Pierre LARROUTUROU, économiste et Jean JOUZEL, climatologue

Ouest-France le 22 juin 2015

 

Les terribles inondations de l’hiver 2013-2014 dans nos régions ne sont pas un accident isolé. Sur l’ensemble de notre planète, les événements climatiques extrêmes ont tendance à augmenter depuis trente ans : grandes inondations, typhons, canicules et sécheresses risquent de devenir soit plus fréquents, soit plus intenses.

En Inde, une vague de chaleur vient de tuer plus de 2 000 personnes. En Californie, l’eau est rationnée… Le réchauffement climatique conduit à un dérèglement du cycle de l’eau qui va s’amplifier et risque d’être irréversible, avec des conséquences dramatiques sur toute la planète, si nous n’agissons pas très vite et avec force.

Comment faire ? Comment financer le gigantesque chantier d’économie d’énergie qui nous permettra d’éviter le pire, alors que tous nos états sont surendettés ?

Début 2015, la Banque centrale européenne a annoncé une décision historique. La création de 1 200 milliards d’euros. C’est colossal. Mario Draghi, son président, a décidé de donner ces centaines de milliards aux banques. C’est, à nos yeux, une très mauvaise idée : alors que les marchés financiers sont déjà à des niveaux totalement excessifs (pire qu’en 2008 !), pousser les banques à spéculer plus encore en leur donnant des liquidités gratuites est suicidaire. En faisant cela, la BCE prépare la prochaine crise.

Nouvelle Donne demande que ces 1 200 milliards soient intégralement utilisés pour financer des travaux d’isolation des bâtiments et pour développer les énergies renouvelables. Nous demandons que soit négocié au niveau européen un Traité qui garantirait pendant 20 ans à chaque pays membre un financement de la lutte contre le dérèglement climatique, à hauteur de 2 % de son PIB.

La France aurait chaque année 40 milliards à taux 0 pour financer ce grand chantier dont l’organisation concrète serait la responsabilité des régions, au plus près des territoires. Une étude de la Commission européenne affirme que chacun de nous pourrait économiser de l’ordre de 1 000 € par an sur ses dépenses énergétiques si l’Europe se donnait les moyens de réduire de 30 % sa production de gaz à effet de serre.

Une étude du CNRS indique qu’un tel investissement permettrait de créer en France, au moins, 500 000 nouveaux emplois.

« Économie annuelle : 1 000 € par personne »

Comment faire ? La France doit proposer de négocier ce Traité dès le prochain sommet européen. Il est tout à fait possible que le consensus se fasse rapidement car tous les pays ont les mêmes problèmes pour financer leur transition énergétique. Mais si certains lobbies bloquent la négociation, la France doit taper du poing sur la table et annoncer qu’en cas d’échec, elle n’hésiterait pas à faire la politique de la chaise vide comme de Gaulle en 1965.

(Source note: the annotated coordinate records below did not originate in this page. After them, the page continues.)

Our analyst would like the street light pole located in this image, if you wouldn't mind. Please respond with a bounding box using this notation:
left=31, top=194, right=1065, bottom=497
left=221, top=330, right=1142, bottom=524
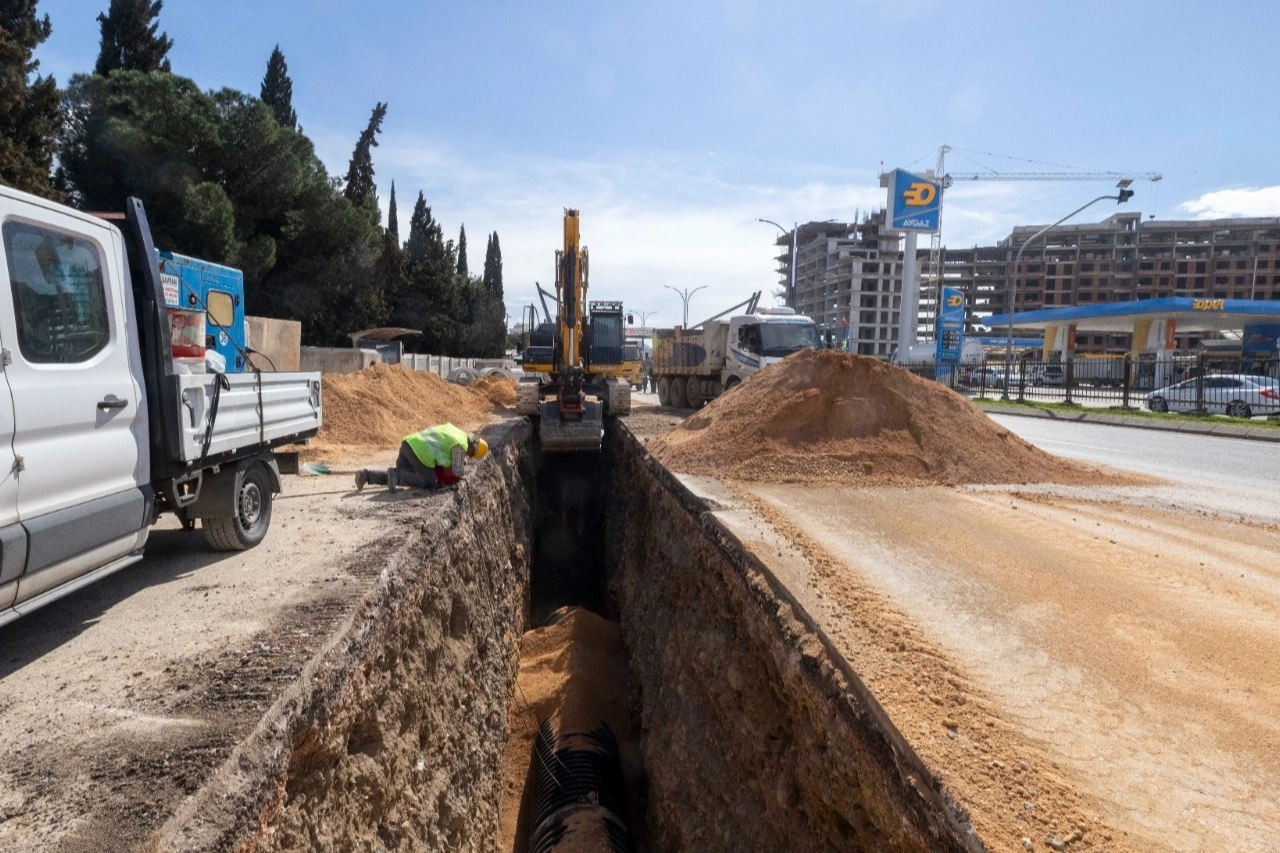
left=663, top=284, right=707, bottom=329
left=1000, top=189, right=1133, bottom=400
left=755, top=219, right=800, bottom=307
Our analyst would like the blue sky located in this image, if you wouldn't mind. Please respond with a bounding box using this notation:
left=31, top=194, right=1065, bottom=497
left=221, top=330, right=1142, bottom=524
left=37, top=0, right=1280, bottom=323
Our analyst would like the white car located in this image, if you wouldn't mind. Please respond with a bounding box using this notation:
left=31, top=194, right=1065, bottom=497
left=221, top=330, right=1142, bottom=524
left=1147, top=373, right=1280, bottom=418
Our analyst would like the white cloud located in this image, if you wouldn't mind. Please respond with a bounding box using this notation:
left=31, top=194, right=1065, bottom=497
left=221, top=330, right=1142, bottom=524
left=1178, top=186, right=1280, bottom=219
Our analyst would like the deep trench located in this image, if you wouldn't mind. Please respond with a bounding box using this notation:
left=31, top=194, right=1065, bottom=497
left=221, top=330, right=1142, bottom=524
left=155, top=421, right=983, bottom=853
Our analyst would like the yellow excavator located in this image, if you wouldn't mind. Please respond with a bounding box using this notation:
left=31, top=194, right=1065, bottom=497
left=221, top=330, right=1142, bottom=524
left=516, top=210, right=631, bottom=453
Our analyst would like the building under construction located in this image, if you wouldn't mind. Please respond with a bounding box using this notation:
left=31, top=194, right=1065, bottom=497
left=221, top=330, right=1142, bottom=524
left=777, top=211, right=1280, bottom=357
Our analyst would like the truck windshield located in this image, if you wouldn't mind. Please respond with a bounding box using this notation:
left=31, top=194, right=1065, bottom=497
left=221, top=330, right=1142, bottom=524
left=759, top=323, right=822, bottom=357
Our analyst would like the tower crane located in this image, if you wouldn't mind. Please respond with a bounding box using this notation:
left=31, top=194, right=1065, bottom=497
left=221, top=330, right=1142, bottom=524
left=929, top=145, right=1164, bottom=322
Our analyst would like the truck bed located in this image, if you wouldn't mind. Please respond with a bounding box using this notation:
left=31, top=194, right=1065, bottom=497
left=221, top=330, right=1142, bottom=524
left=173, top=373, right=321, bottom=462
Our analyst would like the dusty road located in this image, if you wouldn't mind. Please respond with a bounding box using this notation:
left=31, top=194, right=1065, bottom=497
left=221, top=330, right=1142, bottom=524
left=0, top=466, right=432, bottom=852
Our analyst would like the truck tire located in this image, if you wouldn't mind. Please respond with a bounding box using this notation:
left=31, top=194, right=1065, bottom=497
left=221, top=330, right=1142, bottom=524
left=669, top=377, right=689, bottom=409
left=200, top=465, right=271, bottom=551
left=685, top=377, right=705, bottom=409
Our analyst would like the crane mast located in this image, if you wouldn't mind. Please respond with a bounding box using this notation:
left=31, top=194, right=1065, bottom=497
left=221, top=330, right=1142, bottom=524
left=920, top=145, right=1164, bottom=333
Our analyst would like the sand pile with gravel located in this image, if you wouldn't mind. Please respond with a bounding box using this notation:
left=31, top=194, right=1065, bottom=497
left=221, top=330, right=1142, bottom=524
left=649, top=350, right=1120, bottom=484
left=302, top=364, right=494, bottom=461
left=471, top=373, right=516, bottom=409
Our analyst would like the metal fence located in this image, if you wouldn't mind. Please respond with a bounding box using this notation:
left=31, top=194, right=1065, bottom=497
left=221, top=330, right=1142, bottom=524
left=905, top=355, right=1280, bottom=418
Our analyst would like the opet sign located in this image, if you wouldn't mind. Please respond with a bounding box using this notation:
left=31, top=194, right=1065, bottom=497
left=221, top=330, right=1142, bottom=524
left=888, top=169, right=942, bottom=233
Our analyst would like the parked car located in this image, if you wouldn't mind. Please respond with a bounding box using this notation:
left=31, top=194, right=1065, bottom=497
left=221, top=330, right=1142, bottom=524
left=1027, top=364, right=1066, bottom=386
left=969, top=368, right=1005, bottom=388
left=1147, top=373, right=1280, bottom=418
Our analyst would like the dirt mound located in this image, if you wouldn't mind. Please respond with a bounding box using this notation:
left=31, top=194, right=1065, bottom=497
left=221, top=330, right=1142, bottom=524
left=649, top=350, right=1115, bottom=484
left=471, top=373, right=516, bottom=409
left=302, top=364, right=494, bottom=461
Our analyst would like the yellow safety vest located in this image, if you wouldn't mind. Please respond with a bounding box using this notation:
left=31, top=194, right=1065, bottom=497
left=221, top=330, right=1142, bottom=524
left=404, top=424, right=467, bottom=467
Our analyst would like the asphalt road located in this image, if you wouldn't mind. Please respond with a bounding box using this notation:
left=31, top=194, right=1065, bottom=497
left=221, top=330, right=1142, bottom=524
left=991, top=415, right=1280, bottom=520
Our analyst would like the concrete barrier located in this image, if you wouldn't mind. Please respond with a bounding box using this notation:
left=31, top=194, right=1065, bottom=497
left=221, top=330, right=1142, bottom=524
left=298, top=347, right=383, bottom=373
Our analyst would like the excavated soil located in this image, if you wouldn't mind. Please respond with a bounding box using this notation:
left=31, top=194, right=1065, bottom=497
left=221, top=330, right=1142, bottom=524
left=301, top=364, right=499, bottom=462
left=649, top=350, right=1133, bottom=484
left=471, top=373, right=516, bottom=409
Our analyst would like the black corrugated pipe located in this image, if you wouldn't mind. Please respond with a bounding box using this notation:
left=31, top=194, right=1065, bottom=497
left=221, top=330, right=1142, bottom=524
left=529, top=720, right=631, bottom=853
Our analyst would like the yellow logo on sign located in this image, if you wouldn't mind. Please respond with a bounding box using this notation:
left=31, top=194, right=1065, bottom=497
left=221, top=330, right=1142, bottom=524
left=902, top=181, right=938, bottom=207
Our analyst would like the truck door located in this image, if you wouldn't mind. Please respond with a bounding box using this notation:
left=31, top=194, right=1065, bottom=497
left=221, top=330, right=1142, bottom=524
left=0, top=207, right=147, bottom=591
left=0, top=361, right=19, bottom=610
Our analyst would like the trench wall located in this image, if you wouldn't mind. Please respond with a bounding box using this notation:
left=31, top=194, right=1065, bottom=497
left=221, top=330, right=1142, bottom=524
left=150, top=420, right=532, bottom=853
left=605, top=428, right=982, bottom=853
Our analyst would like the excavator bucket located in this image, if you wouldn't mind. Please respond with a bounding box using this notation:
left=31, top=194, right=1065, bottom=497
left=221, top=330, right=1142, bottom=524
left=538, top=400, right=604, bottom=453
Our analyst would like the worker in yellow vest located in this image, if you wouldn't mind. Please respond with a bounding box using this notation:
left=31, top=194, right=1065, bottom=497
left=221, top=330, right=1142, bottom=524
left=356, top=424, right=489, bottom=492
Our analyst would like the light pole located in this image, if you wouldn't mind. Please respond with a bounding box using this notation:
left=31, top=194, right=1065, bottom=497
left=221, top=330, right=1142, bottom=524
left=1000, top=181, right=1133, bottom=400
left=663, top=284, right=707, bottom=329
left=755, top=219, right=800, bottom=307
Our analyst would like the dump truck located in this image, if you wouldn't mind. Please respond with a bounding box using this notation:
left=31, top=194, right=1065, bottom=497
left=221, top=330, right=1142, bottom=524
left=653, top=291, right=822, bottom=409
left=0, top=187, right=321, bottom=625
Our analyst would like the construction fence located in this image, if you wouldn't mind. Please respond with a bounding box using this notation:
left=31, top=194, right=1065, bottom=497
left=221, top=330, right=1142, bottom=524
left=905, top=355, right=1280, bottom=418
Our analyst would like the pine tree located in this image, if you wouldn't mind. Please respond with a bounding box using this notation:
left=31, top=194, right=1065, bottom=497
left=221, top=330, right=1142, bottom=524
left=458, top=224, right=468, bottom=278
left=93, top=0, right=173, bottom=77
left=343, top=102, right=387, bottom=206
left=262, top=45, right=298, bottom=131
left=387, top=181, right=399, bottom=248
left=0, top=0, right=63, bottom=197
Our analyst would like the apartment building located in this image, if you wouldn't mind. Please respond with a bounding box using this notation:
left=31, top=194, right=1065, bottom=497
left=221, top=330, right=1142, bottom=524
left=777, top=211, right=902, bottom=359
left=920, top=213, right=1280, bottom=352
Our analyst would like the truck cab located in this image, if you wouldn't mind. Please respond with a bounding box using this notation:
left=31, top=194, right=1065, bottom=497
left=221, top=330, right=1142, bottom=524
left=722, top=307, right=822, bottom=387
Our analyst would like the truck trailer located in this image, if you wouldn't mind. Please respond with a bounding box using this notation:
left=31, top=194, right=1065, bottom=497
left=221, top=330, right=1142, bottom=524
left=653, top=292, right=822, bottom=409
left=0, top=187, right=321, bottom=625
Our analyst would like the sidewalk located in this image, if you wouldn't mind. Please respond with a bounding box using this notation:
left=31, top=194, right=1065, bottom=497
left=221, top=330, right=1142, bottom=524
left=974, top=402, right=1280, bottom=443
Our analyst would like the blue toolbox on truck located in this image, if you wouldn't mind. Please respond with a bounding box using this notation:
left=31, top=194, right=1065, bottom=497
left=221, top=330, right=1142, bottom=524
left=156, top=251, right=247, bottom=373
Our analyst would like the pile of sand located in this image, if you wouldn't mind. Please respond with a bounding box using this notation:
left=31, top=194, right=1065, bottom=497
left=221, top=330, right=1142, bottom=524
left=302, top=364, right=494, bottom=461
left=649, top=350, right=1115, bottom=484
left=471, top=373, right=516, bottom=409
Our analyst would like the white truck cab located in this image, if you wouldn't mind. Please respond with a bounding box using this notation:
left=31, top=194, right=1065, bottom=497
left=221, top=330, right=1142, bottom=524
left=0, top=187, right=320, bottom=624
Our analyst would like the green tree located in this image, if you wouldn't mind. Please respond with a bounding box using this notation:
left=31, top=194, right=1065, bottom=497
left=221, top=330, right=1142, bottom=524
left=93, top=0, right=173, bottom=77
left=261, top=45, right=298, bottom=131
left=387, top=181, right=399, bottom=248
left=484, top=232, right=503, bottom=302
left=58, top=72, right=392, bottom=346
left=0, top=0, right=61, bottom=199
left=343, top=102, right=387, bottom=206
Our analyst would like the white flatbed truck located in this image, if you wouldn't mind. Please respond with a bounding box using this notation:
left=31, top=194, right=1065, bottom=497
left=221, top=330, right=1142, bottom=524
left=0, top=186, right=321, bottom=625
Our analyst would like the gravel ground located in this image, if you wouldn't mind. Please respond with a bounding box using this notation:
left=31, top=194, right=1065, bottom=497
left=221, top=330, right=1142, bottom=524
left=0, top=466, right=444, bottom=852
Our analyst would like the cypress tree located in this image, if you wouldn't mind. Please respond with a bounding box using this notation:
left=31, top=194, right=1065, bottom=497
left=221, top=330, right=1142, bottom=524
left=0, top=0, right=63, bottom=197
left=387, top=181, right=399, bottom=248
left=343, top=102, right=387, bottom=206
left=93, top=0, right=173, bottom=77
left=484, top=232, right=503, bottom=301
left=262, top=45, right=298, bottom=131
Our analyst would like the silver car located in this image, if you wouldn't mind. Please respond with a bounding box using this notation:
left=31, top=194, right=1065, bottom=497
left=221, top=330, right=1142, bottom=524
left=1147, top=373, right=1280, bottom=418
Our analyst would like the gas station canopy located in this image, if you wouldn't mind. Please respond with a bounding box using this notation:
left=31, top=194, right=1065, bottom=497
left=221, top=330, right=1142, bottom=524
left=980, top=296, right=1280, bottom=333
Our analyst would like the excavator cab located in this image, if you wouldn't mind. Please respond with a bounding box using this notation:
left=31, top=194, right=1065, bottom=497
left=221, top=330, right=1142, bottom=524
left=516, top=210, right=631, bottom=453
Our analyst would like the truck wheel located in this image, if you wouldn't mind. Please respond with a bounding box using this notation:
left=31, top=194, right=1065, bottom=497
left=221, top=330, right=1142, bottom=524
left=685, top=377, right=703, bottom=409
left=200, top=465, right=271, bottom=551
left=658, top=377, right=671, bottom=406
left=671, top=377, right=689, bottom=409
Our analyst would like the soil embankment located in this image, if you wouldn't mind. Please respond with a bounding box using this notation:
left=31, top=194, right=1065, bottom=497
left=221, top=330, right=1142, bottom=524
left=301, top=364, right=516, bottom=462
left=650, top=350, right=1133, bottom=485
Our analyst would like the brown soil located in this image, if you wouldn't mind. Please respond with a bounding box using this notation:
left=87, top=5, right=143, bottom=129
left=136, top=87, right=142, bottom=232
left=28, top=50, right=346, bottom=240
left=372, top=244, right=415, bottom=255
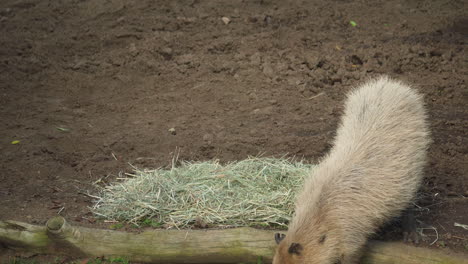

Nous n’avons plus droit à l’erreur : donner 1 200 milliards aux banques pourrait conduire à une crise plus grave que celle de 2008. D’un autre côté, ne rien faire de sérieux pour lutter contre le dérèglement climatique est aussi une erreur dramatique. Les 1 200 milliards créés par la BCE nous donnent une chance de gagner la course de vitesse. Ne la gâchons pas.

Pierre LARROUTUROU est porte-parole de Nouvelle Donne.

Jean JOUZEL est climatologue.

Nouvelle Donne porte ce projet depuis sa création, fin 2013. Nous avons rassemblé le soutien de nombreux responsables de plusieurs pays d’Europe, dont celui, très important, de Philippe MAYSTADT, ancien Ministre des finances de la Belgique et ancien Président de la Banque Européenne d’Investissement, dont nul ne peut contester la compétence sur les questions de finances européennes.

Philippe MAYSTADT, ancien Vice-premier ministre et ministre des Finances et du Commerce extérieur belge, docteur en droit.